Jairo dice que estos casos son más comunes de lo que se cree. Comenta que en septiembre ocurrió en Alpoyeca, municipio cercano a Tlapa, donde el sicólogo Régulo Osorio Cano, del Centro de Atención Primaria en Adicciones lo confirma. Critica que los medios locales reduzcan todo al sensacionalismo. Señala que la incidencia es alta y que hasta él han llegado chicos con intenciones de suicidarse.
—¿En qué porcentaje? —se le pregunta.
—Diez por ciento, diría yo, del total que tratamos al año, que son unos 300. Es decir, unos 30 muchachos.

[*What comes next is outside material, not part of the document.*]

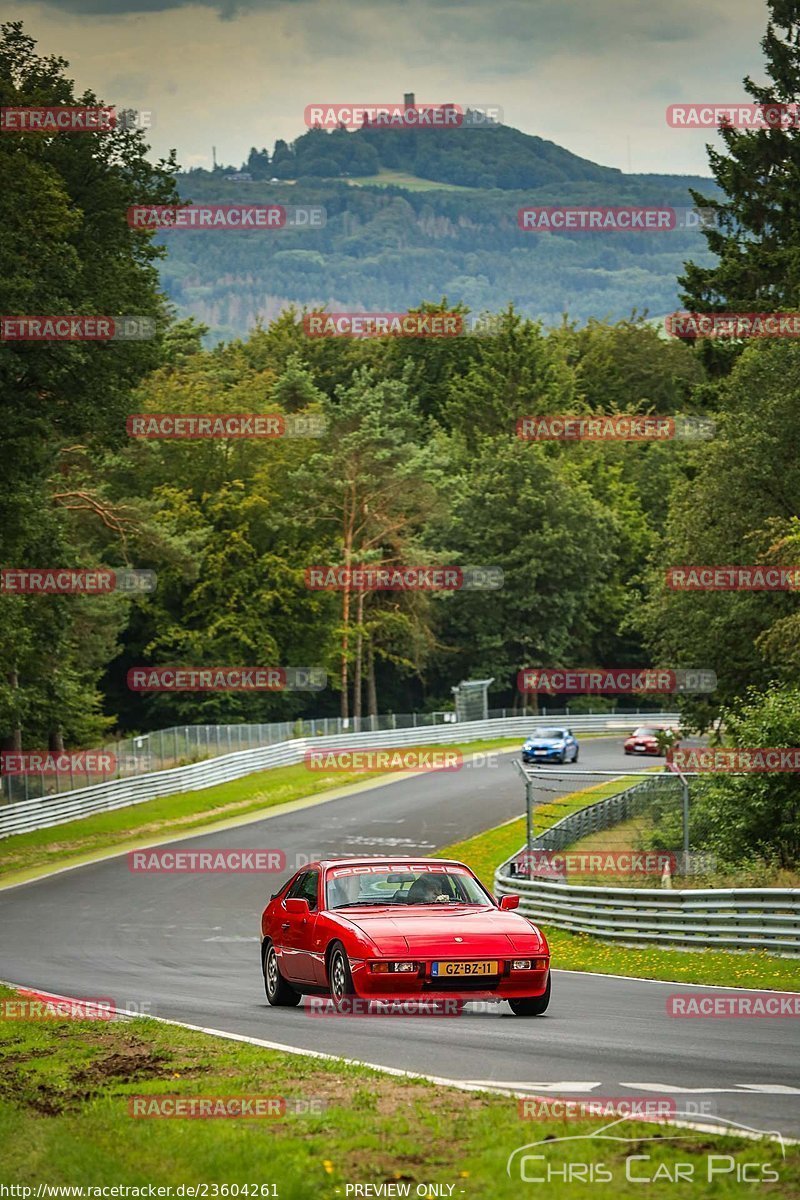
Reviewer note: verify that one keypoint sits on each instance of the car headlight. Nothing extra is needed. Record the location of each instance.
(394, 967)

Es fácil conseguir herbicida. En las tiendas de fertilizante de Tlapa —y casi de cualquier pueblo de la región— el litro cuesta 120 pesos y no hay restricción de venta. Jairo platica sobre las bromas macabras que se han hecho alrededor del problema en un café de Tlapa donde también están Cimitrio y el poeta Huber Matiuwaa, los tres me’phaas.
Huber ha hecho un par de cápsulas en su lengua para radios comunitarias con el objeto de hacer conciencia. Sostiene que por consultas e investigaciones propias, el herbicida se adhiere a la ropa y a la piel y que el contacto constante produce alguna especie de ansiedad, que lleva a ingerirlo en momentos de crisis severa. Pero es pura suposición, elucubraciones ante la falta de una investigación seria. Cimitrio comenta en cambio que el herbicida no es la causa, sino el medio.
Como quiera que sea, la gente se está matando con esto y nadie fuera de la región ha reparado en ello. Arias dice que el problema del subregistro, la cifra negra, es porque en los centros de salud muchas veces no usan el término suicidio al levantar el acta de defunción. Pero recalca que se trata de un problema de salud pública que no es visto en su justa dimensión.
En la Secretaría de Salud del estado parecen darle la razón. En Chilpancingo, el jefe de Comunicación Social, Alberto Herrera Santos, se sorprende. Afirma que no conoce el herbicida y que tampoco es asunto de ellos. Al tercer día y de tanto insistir, envía un boletín con algunos datos —ya mencionados arriba— y las medidas que están tomando.
Sin embargo, no se menciona que en La Montaña hay más suicidios con herbicida que en cualquier otra de las siete regiones del estado, y que hay un patrón: son mujeres las que lo han ingerido en su mayoría y todas son indígenas, de 14 a 29 años.
Por eso, tal vez, no hay registro oficial de los dos últimos suicidios de este año. Sólo la prensa, con su sensacionalismo de telenovela, los difundió incluso en redes sociales. El más reciente ocurrió el 29 de octubre, cuando Eufrocina, de 14 años, de Oztocingo, Copanatoyac, bebió el herbicida “después de que encontró a su enamorado con otra mujer al interior de su domicilio”.
El panteón de Zilacayotitlán es, en comparación con el pueblo, desproporcionado. Hay 480 tumbas por los mil 79 habitantes, desde las más humildes con apenas una cruz en la cabecera de un montón de tierra, hasta las que tienen criptas de cemento. En dos de éstas se hallan las hermanas Kenia y Nancy Avilés. Su historia es historia oral en el pueblo. Ambas se enamoraron del mismo hombre y él es de los que van devorando mujeres y escupiendo sus huesos. En el camposanto están separadas por la tumba de su abuela, que pereció hace años. Su madre decidió que si en vida se separaron no tendría porqué ser diferente en la muerte.